# Consolidate Output
This program reads in the data from runs on the BlueBEAR cluster via RDS and appends them on to the existing `malatium` and `copper` dataframes, saving them as `atium` and `bronze` respectively.

In [1]:
import numpy as np
import lightkurve as lk
import pandas as pd
import fnmatch as fnm
import seaborn as sns
import astropy.units as u
from tqdm import tqdm
import glob
import matplotlib.pyplot as plt
pd.set_option('display.max_columns', None)

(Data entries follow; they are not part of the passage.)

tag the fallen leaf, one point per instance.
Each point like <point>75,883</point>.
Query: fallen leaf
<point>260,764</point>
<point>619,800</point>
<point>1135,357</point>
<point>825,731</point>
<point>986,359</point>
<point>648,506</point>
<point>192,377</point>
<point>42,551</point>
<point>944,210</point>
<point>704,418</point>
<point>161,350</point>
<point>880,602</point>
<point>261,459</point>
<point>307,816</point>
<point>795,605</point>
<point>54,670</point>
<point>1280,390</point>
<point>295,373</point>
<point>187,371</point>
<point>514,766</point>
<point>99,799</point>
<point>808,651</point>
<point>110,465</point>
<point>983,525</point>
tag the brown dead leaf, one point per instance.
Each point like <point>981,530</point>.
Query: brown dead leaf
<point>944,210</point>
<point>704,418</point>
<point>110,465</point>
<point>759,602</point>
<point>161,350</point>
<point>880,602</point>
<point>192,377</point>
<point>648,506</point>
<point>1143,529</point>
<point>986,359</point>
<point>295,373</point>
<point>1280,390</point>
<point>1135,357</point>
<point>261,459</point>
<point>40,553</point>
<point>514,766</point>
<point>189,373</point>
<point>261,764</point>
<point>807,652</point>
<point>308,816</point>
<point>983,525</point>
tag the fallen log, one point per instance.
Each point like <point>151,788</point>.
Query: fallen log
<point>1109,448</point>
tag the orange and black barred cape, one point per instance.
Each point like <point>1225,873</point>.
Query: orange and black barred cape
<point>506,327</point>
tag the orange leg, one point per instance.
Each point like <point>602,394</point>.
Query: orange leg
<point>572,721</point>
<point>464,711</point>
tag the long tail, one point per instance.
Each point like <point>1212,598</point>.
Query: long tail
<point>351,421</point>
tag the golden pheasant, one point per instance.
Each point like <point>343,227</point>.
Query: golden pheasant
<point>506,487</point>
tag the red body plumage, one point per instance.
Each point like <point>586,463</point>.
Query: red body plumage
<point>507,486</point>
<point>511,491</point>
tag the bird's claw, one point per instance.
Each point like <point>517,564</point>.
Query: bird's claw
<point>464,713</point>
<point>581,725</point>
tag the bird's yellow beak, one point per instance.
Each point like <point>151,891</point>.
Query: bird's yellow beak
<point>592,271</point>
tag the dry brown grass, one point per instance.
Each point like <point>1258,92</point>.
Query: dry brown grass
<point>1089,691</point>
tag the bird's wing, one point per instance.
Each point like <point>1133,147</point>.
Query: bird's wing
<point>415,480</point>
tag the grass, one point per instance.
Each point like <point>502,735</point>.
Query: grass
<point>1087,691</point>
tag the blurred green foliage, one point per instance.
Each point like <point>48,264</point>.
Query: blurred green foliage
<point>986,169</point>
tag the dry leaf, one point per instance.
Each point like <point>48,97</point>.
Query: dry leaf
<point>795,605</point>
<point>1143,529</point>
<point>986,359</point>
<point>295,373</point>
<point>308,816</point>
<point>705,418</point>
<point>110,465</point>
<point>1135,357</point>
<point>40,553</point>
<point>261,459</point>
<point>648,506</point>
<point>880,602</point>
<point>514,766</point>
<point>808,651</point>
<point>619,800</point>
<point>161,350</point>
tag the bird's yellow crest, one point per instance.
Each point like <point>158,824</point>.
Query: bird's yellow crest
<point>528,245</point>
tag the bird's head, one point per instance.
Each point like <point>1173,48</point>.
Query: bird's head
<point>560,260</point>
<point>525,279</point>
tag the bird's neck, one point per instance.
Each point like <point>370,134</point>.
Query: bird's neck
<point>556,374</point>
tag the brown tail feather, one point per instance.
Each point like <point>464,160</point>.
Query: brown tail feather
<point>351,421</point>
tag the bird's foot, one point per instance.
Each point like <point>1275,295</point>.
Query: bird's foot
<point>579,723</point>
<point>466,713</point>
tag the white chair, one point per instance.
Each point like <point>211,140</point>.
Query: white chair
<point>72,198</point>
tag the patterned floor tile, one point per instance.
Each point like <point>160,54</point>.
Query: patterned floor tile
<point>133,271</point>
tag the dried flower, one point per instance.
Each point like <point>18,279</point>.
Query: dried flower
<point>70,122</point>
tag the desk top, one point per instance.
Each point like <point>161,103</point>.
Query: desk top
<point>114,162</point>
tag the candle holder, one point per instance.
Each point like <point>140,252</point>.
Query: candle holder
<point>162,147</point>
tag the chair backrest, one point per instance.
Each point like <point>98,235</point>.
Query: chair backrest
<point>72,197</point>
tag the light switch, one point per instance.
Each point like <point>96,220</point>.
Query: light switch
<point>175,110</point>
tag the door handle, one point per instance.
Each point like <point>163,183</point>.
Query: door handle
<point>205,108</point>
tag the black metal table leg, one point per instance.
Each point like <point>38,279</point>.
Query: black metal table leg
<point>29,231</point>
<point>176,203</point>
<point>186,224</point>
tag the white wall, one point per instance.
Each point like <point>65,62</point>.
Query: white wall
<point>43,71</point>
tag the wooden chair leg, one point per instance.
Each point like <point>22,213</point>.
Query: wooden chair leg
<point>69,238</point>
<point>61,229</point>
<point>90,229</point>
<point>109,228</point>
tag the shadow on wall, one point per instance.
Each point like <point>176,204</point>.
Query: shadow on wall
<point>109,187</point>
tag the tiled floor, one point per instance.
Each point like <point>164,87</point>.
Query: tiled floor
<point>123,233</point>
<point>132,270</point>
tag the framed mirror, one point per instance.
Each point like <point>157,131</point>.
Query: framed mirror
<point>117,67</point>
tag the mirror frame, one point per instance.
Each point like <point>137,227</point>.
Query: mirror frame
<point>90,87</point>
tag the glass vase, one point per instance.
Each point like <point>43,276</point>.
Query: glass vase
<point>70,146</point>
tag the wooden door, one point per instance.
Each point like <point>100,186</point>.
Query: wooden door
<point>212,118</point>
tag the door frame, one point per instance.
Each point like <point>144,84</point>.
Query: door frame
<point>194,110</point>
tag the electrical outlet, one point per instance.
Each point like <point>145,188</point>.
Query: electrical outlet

  import pandas.util.testing as tm


Read in the existing dataframe

In [2]:
cols = ['KIC','Teff','age','dnu','eTeff','ednu','efeh','enumax','feh','loage','lomodlogg','lomodmass','lomodrad','modlogg','modmass','modrad','numax','source','upage','upmodlogg', 'upmodmass','upmodrad','G','bprp']
mal = pd.read_csv('../../data/malatium.csv', usecols=cols)
cop = pd.read_csv('../../data/copper.csv', index_col=0)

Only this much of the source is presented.